The CMS guidelines say beneficiaries are not entitled to leave a plan just because they've changed their minds about what they want, or because their favorite doctors or hospitals have resigned.

When questions crop up, operators are instructed to turn the decision over to a regional office caseworker for investigation. If the first caseworker doesn't think a case meets the criteria, it goes to a second caseworker for review. If both think the case lacks merit, they must notify the beneficiary in writing. Case work is also necessary when a plan member misinformed about coverage has run up medical debts and needs to switch coverage retroactively.

As CMS official Abby Block testified June 26 before the House Oversight and Investigations subcommittee, the agency has always allowed some beneficiaries to leave their Medicare plans on a case-by-case basis, such as when a dementia patient enrolls and can't remember doing so.

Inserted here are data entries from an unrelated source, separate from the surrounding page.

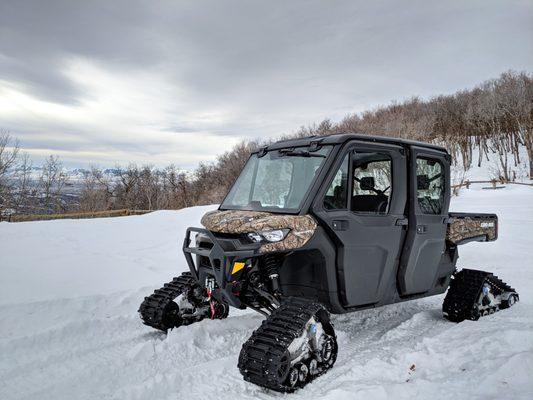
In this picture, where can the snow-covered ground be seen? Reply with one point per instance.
(70, 289)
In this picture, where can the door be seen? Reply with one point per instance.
(363, 205)
(428, 212)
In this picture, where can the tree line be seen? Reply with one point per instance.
(494, 117)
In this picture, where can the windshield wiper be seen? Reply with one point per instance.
(299, 153)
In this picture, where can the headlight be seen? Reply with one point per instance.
(272, 236)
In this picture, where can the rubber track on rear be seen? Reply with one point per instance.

But this year, she said, a big jump in enrollment in private fee-for-service plans - which have no networks and leave it to the beneficiary to find a willing doctor - caused massive confusion. The agency was hit with a wave of complaints soon after the enrollments went into effect Jan. 1.

Some regions responded. Notably, CMS' Atlanta office allowed 30,000 members of the Any, Any, Any plan, based in St. Petersburg, to cancel enrollments retroactively. But other members of Medicare Advantage plans nationwide weren't offered the chance or were turned away.